Ericsson CEO Borje Ekholm (pictured) announced the successful completion of the vendor’s turnaround plan, as he raised 2022 targets for its networks division but severely cut expectations for its digital services business.

In the hours before the company’s capital markets day (10 November), the vendor said following the completion of its recovery, it was now in a strong position to accelerate growth and up investment in 5G enterprise applications.

Ericsson upgraded its 2022 financial targets for managed services and networks, though slashed its digital services goal. The numbers are expected to roughly offset each other leaving its group-wide profitability target unchanged.

The vendor attributed the rise in expected earnings from its networks division to gains in the global market, with improvements in managed services margin the result of R&D investments in AI and automation.

Within digital services, the company had previously predicted an EBIT margin, excluding restructuring, of between 10 and 12 per cent. This has now been cut to 4 to 7 per cent. In the segment, Ericsson noted the priority was “restoring profitability” adding it was being hit with a combination of increased R&D spend and a decline in legacy sales.

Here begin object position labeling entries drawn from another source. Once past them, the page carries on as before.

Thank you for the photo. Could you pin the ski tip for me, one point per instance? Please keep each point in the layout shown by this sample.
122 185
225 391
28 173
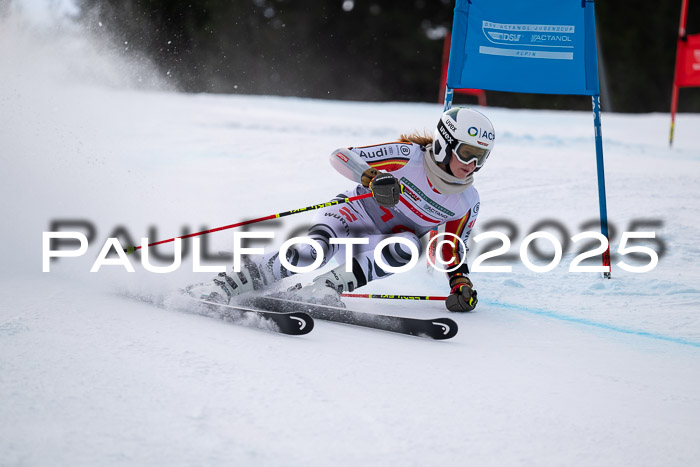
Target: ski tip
443 328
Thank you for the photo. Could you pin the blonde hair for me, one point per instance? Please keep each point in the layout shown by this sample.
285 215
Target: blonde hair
422 139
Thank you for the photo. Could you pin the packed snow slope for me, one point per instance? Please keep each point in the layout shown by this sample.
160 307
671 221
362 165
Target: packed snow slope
552 368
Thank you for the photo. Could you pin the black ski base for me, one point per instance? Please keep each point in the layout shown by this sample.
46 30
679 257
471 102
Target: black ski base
438 328
290 322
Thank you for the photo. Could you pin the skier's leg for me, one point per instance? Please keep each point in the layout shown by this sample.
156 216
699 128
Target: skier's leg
259 272
364 267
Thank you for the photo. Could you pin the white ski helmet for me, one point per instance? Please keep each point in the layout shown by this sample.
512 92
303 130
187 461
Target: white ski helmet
467 133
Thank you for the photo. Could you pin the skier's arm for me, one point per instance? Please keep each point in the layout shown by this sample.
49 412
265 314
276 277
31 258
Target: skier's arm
362 164
384 186
462 294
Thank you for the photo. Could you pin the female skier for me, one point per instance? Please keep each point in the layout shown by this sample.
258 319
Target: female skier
417 184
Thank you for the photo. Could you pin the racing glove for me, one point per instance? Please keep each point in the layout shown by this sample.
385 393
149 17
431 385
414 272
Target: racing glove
385 188
462 294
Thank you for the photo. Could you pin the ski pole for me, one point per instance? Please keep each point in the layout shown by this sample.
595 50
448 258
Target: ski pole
394 297
131 249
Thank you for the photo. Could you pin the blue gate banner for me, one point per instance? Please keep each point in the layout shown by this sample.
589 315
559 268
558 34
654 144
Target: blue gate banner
534 46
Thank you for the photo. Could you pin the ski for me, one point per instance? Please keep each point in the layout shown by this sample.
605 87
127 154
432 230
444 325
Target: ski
290 322
437 328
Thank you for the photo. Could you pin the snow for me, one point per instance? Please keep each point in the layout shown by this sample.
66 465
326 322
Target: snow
552 368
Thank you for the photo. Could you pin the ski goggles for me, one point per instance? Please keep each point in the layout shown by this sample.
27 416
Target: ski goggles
467 154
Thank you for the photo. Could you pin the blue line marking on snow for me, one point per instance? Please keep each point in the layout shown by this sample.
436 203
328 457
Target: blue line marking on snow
588 322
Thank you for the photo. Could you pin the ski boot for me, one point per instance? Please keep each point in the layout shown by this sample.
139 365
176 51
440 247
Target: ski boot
326 289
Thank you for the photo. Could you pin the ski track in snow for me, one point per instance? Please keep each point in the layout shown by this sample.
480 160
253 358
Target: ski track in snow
551 369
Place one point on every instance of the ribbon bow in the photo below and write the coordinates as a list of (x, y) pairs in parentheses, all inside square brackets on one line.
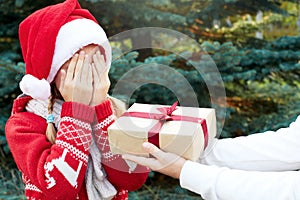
[(167, 115)]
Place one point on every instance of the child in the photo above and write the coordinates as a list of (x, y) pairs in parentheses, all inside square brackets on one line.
[(57, 132)]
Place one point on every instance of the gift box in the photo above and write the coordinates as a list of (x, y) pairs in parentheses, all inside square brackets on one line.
[(184, 131)]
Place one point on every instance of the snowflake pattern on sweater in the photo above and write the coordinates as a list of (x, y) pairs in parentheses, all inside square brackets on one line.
[(57, 171)]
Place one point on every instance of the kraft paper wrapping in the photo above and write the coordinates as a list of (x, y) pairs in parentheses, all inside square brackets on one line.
[(183, 138)]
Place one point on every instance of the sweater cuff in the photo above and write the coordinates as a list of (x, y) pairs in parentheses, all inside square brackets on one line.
[(103, 110), (78, 111)]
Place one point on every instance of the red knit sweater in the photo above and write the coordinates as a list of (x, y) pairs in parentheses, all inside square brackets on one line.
[(57, 171)]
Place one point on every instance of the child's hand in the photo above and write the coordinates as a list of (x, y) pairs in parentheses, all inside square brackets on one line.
[(78, 80), (101, 82)]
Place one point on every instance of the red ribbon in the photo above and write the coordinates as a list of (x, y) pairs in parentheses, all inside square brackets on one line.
[(153, 133)]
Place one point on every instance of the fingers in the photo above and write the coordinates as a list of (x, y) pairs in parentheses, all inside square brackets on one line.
[(71, 68), (80, 61), (99, 61), (63, 75), (86, 72)]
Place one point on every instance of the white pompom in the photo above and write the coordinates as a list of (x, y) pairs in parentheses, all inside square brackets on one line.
[(37, 89)]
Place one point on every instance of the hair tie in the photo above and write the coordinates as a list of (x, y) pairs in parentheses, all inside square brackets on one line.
[(50, 118)]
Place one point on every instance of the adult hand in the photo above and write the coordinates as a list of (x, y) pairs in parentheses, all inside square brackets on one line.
[(76, 84), (101, 82), (163, 162)]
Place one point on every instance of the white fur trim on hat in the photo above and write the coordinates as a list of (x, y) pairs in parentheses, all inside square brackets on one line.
[(37, 89), (74, 35)]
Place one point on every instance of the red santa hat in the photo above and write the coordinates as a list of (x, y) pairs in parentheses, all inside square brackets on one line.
[(51, 36)]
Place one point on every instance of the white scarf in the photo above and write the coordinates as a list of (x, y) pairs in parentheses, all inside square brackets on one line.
[(97, 185)]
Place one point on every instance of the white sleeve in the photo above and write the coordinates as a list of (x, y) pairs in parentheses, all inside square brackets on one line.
[(216, 183), (269, 151)]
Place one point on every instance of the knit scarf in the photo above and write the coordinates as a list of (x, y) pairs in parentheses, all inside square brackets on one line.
[(97, 185)]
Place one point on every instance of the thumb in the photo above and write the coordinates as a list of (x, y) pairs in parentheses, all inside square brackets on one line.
[(153, 150)]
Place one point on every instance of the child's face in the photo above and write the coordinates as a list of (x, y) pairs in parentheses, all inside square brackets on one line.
[(89, 49)]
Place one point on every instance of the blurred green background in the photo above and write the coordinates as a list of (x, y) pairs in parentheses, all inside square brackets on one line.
[(255, 45)]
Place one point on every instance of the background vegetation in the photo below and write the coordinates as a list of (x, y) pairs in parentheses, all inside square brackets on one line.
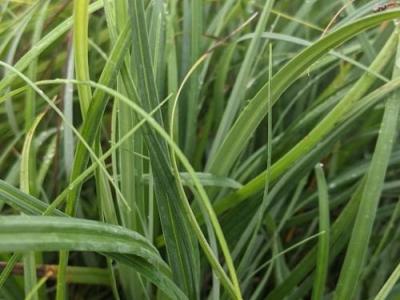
[(200, 149)]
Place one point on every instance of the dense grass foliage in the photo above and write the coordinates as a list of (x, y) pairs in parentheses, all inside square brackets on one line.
[(199, 149)]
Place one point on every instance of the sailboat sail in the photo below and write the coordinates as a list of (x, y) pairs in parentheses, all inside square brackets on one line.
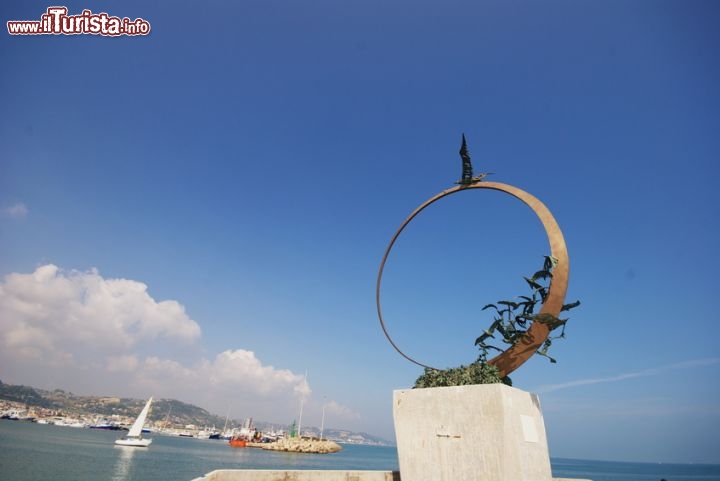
[(136, 428)]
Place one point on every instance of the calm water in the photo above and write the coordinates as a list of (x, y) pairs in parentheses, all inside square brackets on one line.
[(35, 452)]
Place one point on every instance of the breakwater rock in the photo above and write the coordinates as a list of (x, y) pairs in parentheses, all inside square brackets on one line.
[(297, 445)]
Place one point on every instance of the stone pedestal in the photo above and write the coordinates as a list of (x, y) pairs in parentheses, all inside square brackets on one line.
[(490, 432)]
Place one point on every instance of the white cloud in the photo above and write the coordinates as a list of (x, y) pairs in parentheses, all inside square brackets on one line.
[(16, 211), (52, 312), (79, 331)]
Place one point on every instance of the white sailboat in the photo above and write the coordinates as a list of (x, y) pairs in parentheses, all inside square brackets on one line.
[(134, 436)]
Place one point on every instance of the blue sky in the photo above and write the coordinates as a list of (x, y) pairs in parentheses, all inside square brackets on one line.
[(200, 213)]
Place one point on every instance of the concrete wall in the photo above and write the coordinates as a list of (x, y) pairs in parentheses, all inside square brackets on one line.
[(489, 432)]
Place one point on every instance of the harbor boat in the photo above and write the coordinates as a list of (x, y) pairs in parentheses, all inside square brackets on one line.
[(134, 436), (245, 434)]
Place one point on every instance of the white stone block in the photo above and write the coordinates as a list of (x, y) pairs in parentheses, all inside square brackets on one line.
[(489, 432)]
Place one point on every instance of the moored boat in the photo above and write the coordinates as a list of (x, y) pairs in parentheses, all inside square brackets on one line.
[(134, 436)]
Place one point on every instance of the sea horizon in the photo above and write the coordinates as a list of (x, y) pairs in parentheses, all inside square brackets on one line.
[(33, 452)]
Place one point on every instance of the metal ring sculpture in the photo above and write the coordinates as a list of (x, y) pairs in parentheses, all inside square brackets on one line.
[(513, 357)]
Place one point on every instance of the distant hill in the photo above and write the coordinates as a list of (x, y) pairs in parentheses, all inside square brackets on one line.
[(177, 413)]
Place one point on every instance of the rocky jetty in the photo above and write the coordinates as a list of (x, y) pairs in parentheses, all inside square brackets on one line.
[(298, 445)]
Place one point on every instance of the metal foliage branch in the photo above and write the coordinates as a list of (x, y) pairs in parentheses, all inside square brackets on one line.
[(513, 318)]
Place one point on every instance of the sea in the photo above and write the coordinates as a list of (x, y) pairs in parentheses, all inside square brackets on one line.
[(41, 452)]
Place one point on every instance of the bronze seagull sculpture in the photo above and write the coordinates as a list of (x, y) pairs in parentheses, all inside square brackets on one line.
[(468, 177)]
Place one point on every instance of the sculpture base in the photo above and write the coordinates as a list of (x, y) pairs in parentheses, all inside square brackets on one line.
[(489, 432)]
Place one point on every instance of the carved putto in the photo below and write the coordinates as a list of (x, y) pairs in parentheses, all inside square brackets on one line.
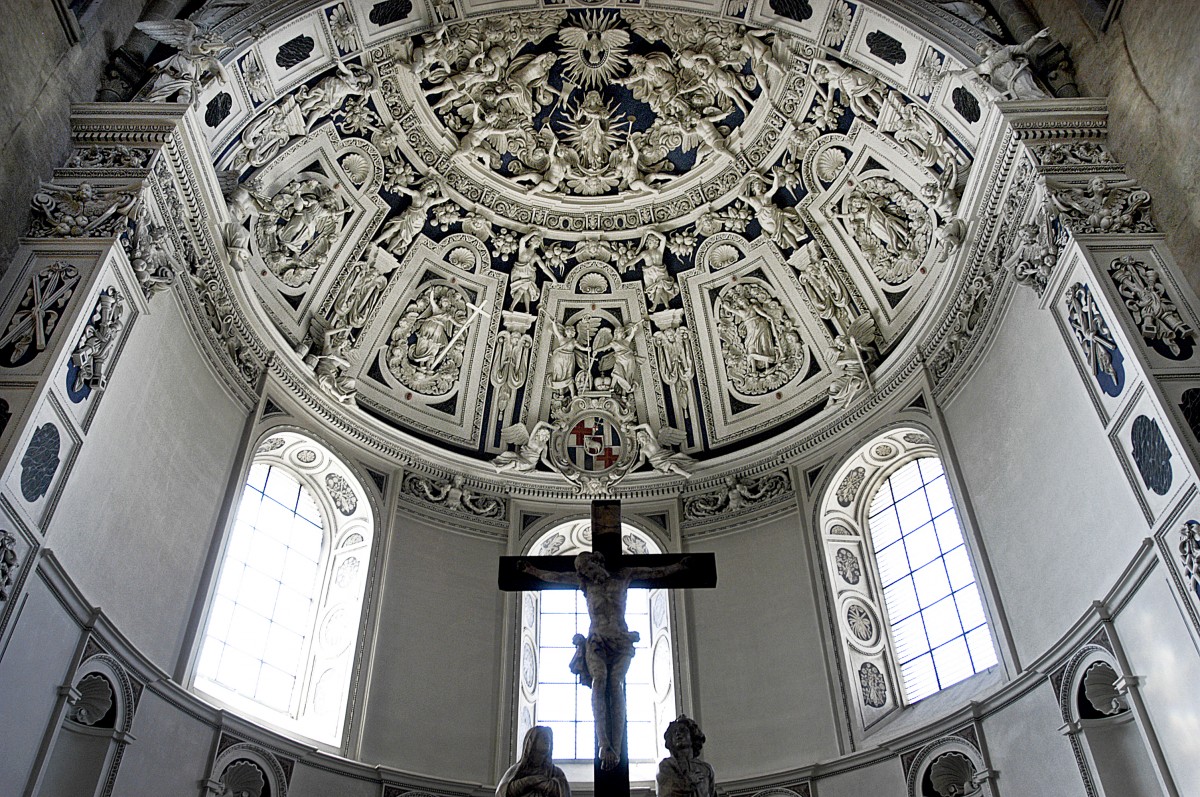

Although declaring its turnaround complete, the company is still providing financial targets which exclude restructuring charges.

Looking long-term
In addition to revising its expected performance for 2022, it provided outlines of long-term aims.

Ericsson expects to achieve a 15 to 18 per cent EBITDA margin in the years beyond 2022 through various “improvement activities” including upped software sales. Its 2022 group target is 12 to 14 per cent.

“The execution on our focused strategy has delivered a turnaround which creates a robust base for the future and delivered global leadership in 5G today,” Ekholm said. “Our future value is inextricably linked to wider economic growth and we are well-positioned to play a lead role in the ecosystem of operators, businesses, and decision-makers on whose combined shoulders 5G’s full success rests.”

The executive took the helm at Ericsson in 2017, with the company already in the process of a massive cost-cutting and restructuring programme after a string of huge losses.

Following continued costs cuts under Ekholm and refocusing the business, together with a boost brought by the advent of 5G, the company began to book regular quarterly profits and hail a series of 5G contract wins.